Use of in-house carbon reporting tools problematic for climate action

Firms prefer in-house carbon reporting tools, even if they aren’t as accurate as standardised ones, say researchers, who recommend regulators strengthen laws

Companies that voluntarily report carbon emissions prefer to use in-house carbon accounting models, even if they are falsely reporting the company’s true emissions, according to recent research by emlyon business school. The researchers say that managers prefer to use these in-house tools as they tend to focus on avoided emissions rather than the more challenging absolute emissions.

The study was conducted by François-Régis Puyou, Professor of Accounting & Corporate Finance at Emlyon Business School, alongside Professors Richard Jabot and Simon Alcouffe, from TBS Business School.

The researchers conducted a detailed case study based on 23 interviews and 28 days of observation at one company voluntarily reporting carbon data. They found that firms may strategically use these internal tools to maintain a favourable sustainability narrative –supporting growth rather than demanding real carbon reductions.

This displacement of attention from absolute emissions undermines meaningful environmental progress and preserves the status quo. In fact, even some employees expressed unease but rarely voiced concerns publicly, meaning no real cuts in emissions were made.

A broader challenge for climate action
The findings highlight a broader challenge for climate action: when sustainability reporting prioritises appearance over impact, it can mislead investors, regulators, and the public, slowing the transition to a low-carbon economy.

“This research highlights a crucial gap between knowing about emissions and acting to reduce them,” says François-Régis Puyou. “Managers may use carbon accounting to reframe impact rather than confront realities, risking that sustainability reporting legitimises business as usual, and no real efforts to act on cutting emissions.”

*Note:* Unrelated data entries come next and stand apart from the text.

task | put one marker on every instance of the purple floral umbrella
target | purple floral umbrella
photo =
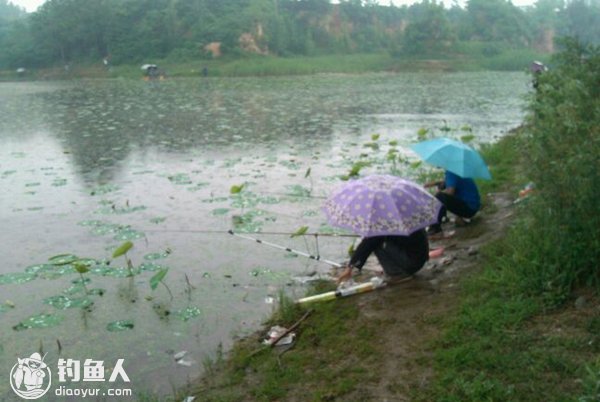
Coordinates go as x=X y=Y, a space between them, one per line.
x=379 y=205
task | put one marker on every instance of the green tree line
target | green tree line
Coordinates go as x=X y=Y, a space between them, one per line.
x=132 y=31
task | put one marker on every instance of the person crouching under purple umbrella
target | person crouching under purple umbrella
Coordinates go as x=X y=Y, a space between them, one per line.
x=458 y=195
x=399 y=256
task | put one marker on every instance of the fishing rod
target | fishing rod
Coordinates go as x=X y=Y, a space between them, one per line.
x=291 y=250
x=207 y=231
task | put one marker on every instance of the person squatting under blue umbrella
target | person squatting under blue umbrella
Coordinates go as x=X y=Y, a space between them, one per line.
x=458 y=195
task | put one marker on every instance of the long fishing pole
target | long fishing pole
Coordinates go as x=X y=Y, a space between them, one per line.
x=207 y=231
x=291 y=250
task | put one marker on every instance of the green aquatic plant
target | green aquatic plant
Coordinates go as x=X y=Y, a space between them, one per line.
x=122 y=251
x=300 y=232
x=121 y=325
x=355 y=170
x=236 y=189
x=81 y=269
x=422 y=133
x=159 y=278
x=39 y=321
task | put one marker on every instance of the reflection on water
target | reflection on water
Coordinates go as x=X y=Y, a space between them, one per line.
x=86 y=165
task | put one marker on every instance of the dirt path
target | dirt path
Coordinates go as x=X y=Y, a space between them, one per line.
x=410 y=310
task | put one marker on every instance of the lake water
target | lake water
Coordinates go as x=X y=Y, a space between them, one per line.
x=87 y=165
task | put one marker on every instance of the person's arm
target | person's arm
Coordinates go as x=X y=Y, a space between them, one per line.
x=451 y=181
x=433 y=183
x=359 y=258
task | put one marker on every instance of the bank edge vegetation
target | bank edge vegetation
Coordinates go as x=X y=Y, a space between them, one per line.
x=66 y=32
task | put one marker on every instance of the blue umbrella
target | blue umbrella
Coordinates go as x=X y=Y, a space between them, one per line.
x=455 y=156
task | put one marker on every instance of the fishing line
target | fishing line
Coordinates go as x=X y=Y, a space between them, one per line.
x=208 y=231
x=288 y=249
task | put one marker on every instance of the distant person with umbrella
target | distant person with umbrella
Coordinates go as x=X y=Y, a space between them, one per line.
x=458 y=192
x=391 y=214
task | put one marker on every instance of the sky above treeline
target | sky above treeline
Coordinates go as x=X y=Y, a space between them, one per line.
x=32 y=5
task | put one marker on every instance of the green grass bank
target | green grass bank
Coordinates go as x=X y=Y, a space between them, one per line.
x=254 y=65
x=525 y=324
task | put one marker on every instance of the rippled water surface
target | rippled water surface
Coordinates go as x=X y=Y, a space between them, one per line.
x=87 y=165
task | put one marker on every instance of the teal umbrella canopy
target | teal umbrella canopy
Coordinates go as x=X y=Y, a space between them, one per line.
x=455 y=156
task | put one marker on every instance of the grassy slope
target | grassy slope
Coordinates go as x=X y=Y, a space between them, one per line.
x=495 y=344
x=272 y=66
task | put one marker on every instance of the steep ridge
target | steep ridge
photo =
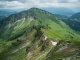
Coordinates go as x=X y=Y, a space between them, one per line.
x=74 y=21
x=31 y=34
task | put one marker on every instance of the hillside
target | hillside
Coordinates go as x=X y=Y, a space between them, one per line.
x=74 y=21
x=31 y=34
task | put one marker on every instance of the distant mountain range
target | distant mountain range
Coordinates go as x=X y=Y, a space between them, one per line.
x=4 y=14
x=36 y=34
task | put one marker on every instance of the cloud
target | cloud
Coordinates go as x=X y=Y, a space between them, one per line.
x=18 y=4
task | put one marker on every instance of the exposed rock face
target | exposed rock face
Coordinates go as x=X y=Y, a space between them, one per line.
x=64 y=50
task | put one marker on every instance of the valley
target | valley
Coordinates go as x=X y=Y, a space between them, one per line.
x=36 y=34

The researchers warn that ‘growth-friendly’ carbon models focusing on avoided emissions risk distracting from urgent reductions in absolute emissions and may justify increased carbon footprints.

They recommend regulators strengthen laws requiring companies to report absolute emissions and mitigation plans transparently, preventing selective accounting from enabling greenwashing. The researchers also urge further study on helping managers engage with uncomfortable knowledge productively to drive real sustainability.